In the wake of the 2008 financial meltdown, the Fed engaged in a series of asset purchase programs in an attempt to lower long-term rates and stimulate economic growth. In that time, the Fed balance sheet grew from under $1 trillion before the crisis to $4.5 trillion today.

For all of its intervention, the Fed did little to stimulate growth. The post-crash expansion has been historically anemic compared to past boom cycles, with GDP growth languishing under 2%. But all of its quantitative easing has inflated a giant stock market bubble. Last spring, Yahoo Finance reported an analysis showing that 93% of the entire stock market move since 2008 was caused by Federal Reserve policy.

At some point, the Fed will try to “normalize” that balance sheet by selling off those purchased assets. That may well be the pin that pops that stock market bubble. The AP explains what happened the last time the Fed hinted it might try to shrink its balance sheet.

“How [the Federal Reserve] proceeds is of great importance to market participants. In 2013, when the Fed signaled it would stop adding to the portfolio, stocks fell, interest rates rose and emerging stock and bond markets sank – an event known as a ‘taper tantrum’ on Wall Street, driven by investor worries about the implications of a less accommodative Fed.”

Peter Schiff has often compared the Fed to a drug dealer supplying heroin to an addict. As long as it keeps the drug flowing, the addict remains happy despite its debilitating effects. Cut the flow of heroin, and he goes into withdrawl – or a “taper tantrum” if you prefer. A major balance sheet reduction would essentially force the addict give up his heroin cold turkey.

So, while the Fed might be talking “normalization,” it seems highly unlikely the central bank can pull it off without disastrous effects. The Fed has put itself into a “damned if you do, damned if you don’t” situation. It needs to normalize. But when it does, it will deflate the stock market bubble and probably kick-start a recession.

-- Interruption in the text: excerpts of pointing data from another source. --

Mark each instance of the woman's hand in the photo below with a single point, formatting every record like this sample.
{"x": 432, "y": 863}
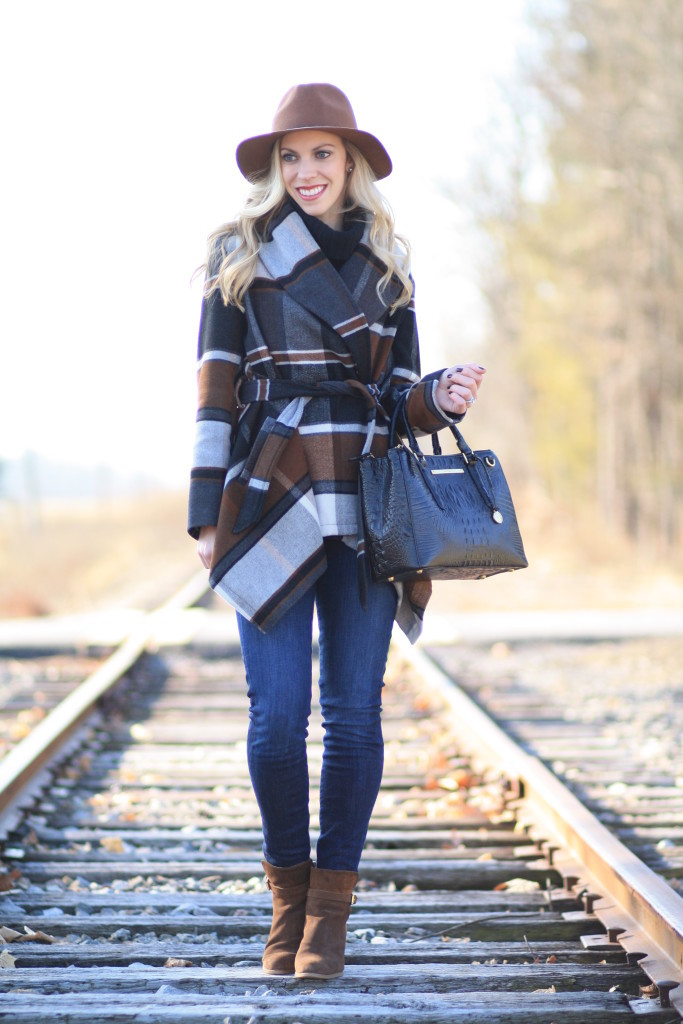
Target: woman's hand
{"x": 205, "y": 545}
{"x": 458, "y": 387}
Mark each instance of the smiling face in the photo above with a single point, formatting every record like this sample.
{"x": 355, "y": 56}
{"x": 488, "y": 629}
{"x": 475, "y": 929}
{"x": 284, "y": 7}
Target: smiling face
{"x": 314, "y": 167}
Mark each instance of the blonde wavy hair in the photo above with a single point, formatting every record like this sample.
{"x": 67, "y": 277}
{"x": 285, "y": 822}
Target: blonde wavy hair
{"x": 233, "y": 248}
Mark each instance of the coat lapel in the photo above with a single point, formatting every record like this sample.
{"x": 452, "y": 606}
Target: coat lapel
{"x": 347, "y": 302}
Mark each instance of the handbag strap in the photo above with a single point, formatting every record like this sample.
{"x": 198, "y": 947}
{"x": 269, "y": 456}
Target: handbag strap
{"x": 477, "y": 469}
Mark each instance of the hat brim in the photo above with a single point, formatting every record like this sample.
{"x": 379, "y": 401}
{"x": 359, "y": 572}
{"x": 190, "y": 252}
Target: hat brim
{"x": 253, "y": 155}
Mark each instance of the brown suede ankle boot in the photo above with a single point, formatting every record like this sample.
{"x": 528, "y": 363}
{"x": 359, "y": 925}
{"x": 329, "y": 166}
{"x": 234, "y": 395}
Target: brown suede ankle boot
{"x": 330, "y": 898}
{"x": 290, "y": 888}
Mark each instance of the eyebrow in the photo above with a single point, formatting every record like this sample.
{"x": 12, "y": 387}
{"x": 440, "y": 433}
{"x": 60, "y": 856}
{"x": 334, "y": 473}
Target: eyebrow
{"x": 321, "y": 145}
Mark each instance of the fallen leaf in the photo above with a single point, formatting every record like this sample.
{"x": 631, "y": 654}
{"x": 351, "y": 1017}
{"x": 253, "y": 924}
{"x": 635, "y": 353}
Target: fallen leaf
{"x": 113, "y": 844}
{"x": 7, "y": 881}
{"x": 6, "y": 960}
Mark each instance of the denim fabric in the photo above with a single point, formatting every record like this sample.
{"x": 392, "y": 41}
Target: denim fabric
{"x": 353, "y": 646}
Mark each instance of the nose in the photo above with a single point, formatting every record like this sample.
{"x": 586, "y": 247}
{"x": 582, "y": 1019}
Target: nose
{"x": 307, "y": 169}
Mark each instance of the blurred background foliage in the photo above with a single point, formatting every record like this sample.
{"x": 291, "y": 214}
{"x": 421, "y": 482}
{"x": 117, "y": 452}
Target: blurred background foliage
{"x": 581, "y": 208}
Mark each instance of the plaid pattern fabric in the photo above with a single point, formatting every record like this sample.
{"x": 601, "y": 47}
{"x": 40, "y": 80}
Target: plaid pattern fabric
{"x": 276, "y": 475}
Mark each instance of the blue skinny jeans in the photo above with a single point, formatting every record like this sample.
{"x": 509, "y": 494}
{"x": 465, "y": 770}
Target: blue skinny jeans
{"x": 353, "y": 646}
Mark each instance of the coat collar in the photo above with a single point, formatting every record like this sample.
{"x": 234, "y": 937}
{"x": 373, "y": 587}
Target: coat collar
{"x": 345, "y": 300}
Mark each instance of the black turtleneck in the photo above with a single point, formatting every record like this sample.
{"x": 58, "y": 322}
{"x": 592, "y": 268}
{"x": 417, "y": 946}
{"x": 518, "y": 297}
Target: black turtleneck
{"x": 337, "y": 246}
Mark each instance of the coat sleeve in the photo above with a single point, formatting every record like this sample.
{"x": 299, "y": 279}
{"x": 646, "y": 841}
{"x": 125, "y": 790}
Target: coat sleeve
{"x": 220, "y": 354}
{"x": 424, "y": 414}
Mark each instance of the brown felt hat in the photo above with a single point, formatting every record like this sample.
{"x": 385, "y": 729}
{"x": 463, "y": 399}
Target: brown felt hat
{"x": 318, "y": 105}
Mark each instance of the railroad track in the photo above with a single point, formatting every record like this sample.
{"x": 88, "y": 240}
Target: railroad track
{"x": 132, "y": 858}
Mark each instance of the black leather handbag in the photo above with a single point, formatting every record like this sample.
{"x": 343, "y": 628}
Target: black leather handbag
{"x": 438, "y": 516}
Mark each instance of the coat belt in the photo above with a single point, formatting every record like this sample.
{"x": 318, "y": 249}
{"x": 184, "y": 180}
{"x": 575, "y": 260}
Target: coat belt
{"x": 274, "y": 433}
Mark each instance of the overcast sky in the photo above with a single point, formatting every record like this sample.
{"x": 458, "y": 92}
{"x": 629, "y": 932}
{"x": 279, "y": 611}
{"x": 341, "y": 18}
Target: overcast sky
{"x": 120, "y": 125}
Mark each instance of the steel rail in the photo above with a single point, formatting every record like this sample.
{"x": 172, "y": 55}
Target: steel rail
{"x": 22, "y": 764}
{"x": 636, "y": 903}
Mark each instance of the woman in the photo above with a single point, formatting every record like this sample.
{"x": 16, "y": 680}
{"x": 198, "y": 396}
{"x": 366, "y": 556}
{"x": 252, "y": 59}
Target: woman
{"x": 307, "y": 338}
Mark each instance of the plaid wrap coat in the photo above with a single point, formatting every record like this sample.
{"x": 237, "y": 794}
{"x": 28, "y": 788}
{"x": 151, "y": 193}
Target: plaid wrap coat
{"x": 276, "y": 474}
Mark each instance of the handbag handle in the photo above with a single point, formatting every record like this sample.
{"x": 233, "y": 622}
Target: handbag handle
{"x": 469, "y": 457}
{"x": 399, "y": 412}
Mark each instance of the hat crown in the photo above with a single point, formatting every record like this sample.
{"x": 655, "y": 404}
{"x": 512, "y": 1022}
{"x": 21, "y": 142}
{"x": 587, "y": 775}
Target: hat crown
{"x": 312, "y": 107}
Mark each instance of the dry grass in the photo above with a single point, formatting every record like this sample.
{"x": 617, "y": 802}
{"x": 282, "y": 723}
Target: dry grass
{"x": 82, "y": 555}
{"x": 134, "y": 552}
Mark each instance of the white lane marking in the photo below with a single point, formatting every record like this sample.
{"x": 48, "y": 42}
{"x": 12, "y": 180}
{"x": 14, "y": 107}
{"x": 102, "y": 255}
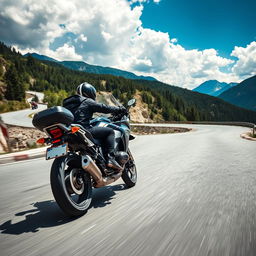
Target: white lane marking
{"x": 88, "y": 229}
{"x": 21, "y": 162}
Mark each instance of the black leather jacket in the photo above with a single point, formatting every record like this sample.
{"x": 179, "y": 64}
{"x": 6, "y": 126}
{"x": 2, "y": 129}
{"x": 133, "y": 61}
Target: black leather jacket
{"x": 83, "y": 108}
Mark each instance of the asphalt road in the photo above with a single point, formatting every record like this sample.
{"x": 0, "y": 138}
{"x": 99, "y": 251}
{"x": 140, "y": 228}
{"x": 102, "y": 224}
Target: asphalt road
{"x": 196, "y": 195}
{"x": 21, "y": 117}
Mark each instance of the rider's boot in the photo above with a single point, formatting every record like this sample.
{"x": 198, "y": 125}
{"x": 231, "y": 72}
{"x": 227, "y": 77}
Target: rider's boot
{"x": 112, "y": 163}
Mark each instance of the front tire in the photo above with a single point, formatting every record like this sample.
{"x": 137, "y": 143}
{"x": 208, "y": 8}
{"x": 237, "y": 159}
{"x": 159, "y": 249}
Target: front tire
{"x": 71, "y": 185}
{"x": 129, "y": 174}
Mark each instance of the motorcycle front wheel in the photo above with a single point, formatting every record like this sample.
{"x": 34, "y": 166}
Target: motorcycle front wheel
{"x": 129, "y": 174}
{"x": 71, "y": 185}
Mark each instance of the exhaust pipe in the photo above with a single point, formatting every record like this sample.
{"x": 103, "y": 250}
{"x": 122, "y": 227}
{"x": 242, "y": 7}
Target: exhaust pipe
{"x": 89, "y": 166}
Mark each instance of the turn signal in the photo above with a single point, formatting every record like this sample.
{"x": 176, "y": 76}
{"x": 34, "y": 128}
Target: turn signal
{"x": 74, "y": 129}
{"x": 41, "y": 141}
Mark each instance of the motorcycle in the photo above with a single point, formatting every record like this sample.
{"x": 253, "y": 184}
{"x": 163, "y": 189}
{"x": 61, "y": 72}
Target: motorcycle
{"x": 79, "y": 164}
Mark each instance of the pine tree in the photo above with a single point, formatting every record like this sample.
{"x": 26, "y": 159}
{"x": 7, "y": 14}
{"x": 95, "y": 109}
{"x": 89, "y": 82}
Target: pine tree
{"x": 14, "y": 90}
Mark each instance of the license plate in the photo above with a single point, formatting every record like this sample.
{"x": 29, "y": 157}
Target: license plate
{"x": 54, "y": 152}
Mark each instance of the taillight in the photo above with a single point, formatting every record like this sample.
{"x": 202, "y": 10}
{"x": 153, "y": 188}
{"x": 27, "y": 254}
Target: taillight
{"x": 55, "y": 132}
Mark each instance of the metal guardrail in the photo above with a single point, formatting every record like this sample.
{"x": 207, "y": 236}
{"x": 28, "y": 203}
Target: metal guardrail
{"x": 244, "y": 124}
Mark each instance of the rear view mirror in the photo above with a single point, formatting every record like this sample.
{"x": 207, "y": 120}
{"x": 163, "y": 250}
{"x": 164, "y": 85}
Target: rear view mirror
{"x": 131, "y": 102}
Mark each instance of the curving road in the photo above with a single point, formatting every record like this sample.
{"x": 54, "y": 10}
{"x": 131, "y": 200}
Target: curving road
{"x": 195, "y": 195}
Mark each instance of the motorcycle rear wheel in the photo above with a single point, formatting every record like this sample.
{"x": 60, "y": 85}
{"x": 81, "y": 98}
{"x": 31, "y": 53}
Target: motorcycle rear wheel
{"x": 71, "y": 186}
{"x": 129, "y": 174}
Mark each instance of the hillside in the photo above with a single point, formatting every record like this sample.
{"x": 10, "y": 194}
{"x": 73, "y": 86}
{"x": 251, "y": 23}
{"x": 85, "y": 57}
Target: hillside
{"x": 213, "y": 87}
{"x": 82, "y": 66}
{"x": 159, "y": 101}
{"x": 242, "y": 95}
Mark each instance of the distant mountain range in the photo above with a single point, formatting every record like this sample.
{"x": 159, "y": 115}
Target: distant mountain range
{"x": 85, "y": 67}
{"x": 213, "y": 87}
{"x": 243, "y": 94}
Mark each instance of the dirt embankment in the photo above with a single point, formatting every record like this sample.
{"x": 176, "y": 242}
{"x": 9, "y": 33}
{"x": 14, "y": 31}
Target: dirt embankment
{"x": 23, "y": 138}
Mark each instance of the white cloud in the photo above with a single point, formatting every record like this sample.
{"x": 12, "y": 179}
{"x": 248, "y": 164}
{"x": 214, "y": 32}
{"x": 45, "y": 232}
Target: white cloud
{"x": 112, "y": 34}
{"x": 246, "y": 64}
{"x": 83, "y": 38}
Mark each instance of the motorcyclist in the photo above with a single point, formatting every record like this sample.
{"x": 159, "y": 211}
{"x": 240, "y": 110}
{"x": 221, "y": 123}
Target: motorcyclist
{"x": 83, "y": 105}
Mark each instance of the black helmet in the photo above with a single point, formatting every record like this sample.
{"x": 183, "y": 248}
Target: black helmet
{"x": 86, "y": 90}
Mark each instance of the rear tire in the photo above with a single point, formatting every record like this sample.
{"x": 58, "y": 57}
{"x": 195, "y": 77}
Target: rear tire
{"x": 73, "y": 198}
{"x": 129, "y": 175}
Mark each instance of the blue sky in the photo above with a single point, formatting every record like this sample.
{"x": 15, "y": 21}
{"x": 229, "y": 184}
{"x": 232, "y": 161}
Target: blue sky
{"x": 203, "y": 24}
{"x": 180, "y": 42}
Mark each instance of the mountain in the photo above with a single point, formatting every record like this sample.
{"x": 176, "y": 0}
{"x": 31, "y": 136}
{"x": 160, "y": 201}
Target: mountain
{"x": 242, "y": 95}
{"x": 156, "y": 101}
{"x": 213, "y": 87}
{"x": 82, "y": 66}
{"x": 40, "y": 57}
{"x": 85, "y": 67}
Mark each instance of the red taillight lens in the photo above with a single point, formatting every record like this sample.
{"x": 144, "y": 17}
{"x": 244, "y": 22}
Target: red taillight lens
{"x": 56, "y": 132}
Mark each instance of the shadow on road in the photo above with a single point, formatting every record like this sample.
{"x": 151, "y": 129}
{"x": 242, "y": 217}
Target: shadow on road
{"x": 44, "y": 214}
{"x": 103, "y": 196}
{"x": 48, "y": 214}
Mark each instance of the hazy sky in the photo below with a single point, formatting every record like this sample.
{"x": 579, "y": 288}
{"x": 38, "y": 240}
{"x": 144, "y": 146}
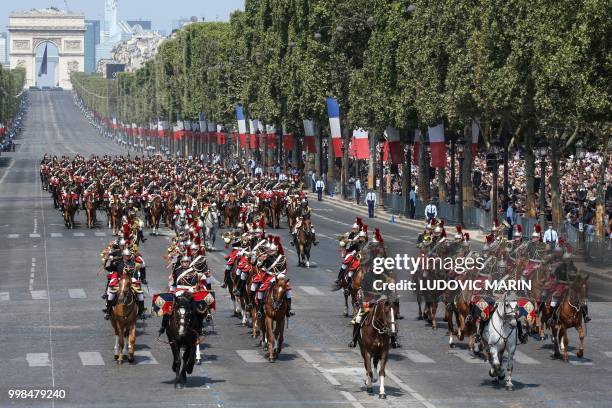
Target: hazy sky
{"x": 161, "y": 12}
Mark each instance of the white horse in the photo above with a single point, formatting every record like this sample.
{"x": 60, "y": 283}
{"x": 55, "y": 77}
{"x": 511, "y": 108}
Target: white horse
{"x": 500, "y": 337}
{"x": 211, "y": 224}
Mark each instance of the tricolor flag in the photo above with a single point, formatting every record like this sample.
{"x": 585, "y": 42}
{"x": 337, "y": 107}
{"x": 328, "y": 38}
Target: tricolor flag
{"x": 309, "y": 136}
{"x": 288, "y": 142}
{"x": 179, "y": 130}
{"x": 242, "y": 132}
{"x": 253, "y": 135}
{"x": 438, "y": 148}
{"x": 415, "y": 147}
{"x": 361, "y": 147}
{"x": 475, "y": 134}
{"x": 333, "y": 111}
{"x": 393, "y": 146}
{"x": 271, "y": 132}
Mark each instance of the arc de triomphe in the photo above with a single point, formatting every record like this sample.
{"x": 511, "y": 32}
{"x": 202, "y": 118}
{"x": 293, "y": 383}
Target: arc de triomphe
{"x": 65, "y": 30}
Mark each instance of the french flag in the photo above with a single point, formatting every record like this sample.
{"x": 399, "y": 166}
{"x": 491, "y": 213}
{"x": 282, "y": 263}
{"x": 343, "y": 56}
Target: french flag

As C. Jay Engel at the Mises Institute explains, after years of monetary expansion and interest rate manipulation to the benefit of Wall Street (and others), it has its proverbial back against the wall.

“The Fed still has at the forefront of its mind the ‘tantrum’ that may ensue if historically unprecedented ‘accommodation’ is slightly taken away. The Fed is stuck, and refuses to admit it. The question remains to be seen: how far on the road to balance sheet ‘normalization’ can they go?”

Peter has argued that the Fed will not aggressively move forward with normalization if it means crashing Wall Street. As he put it during a CNBC interview last summer, the Fed will ultimately sacrifice the dollar on the altar of the stock market.

The central bank’s main goal is to make sure the stock market doesn’t crash again. Peter said they might succeed, but only at the expense of the dollar.

“So we’re going into a currency crisis, and this crisis is going to be much bigger than a financial crisis. The impact it’s going to have on the average American, on his standard of living, on his way of life is going to be much more profound. And sure, people won’t lose as much money in their stock portfolio, but if they try to sell their stocks and spend the money, the purchasing power that they lose is going to be much greater then what was lost in ’08.”

The Fed has been able to tinker with rates recently without significant repercussions because the market remains caught up in a post-Trump election high. But there are signs the bloom is falling off that rose. It seems unlikely the central bank will be able to count on Trump euphoria to sustain the bubble, especially if it tries to get serious about normalization.

The Fed basically has two options: keep the party going or shut it down and watch the tantrum.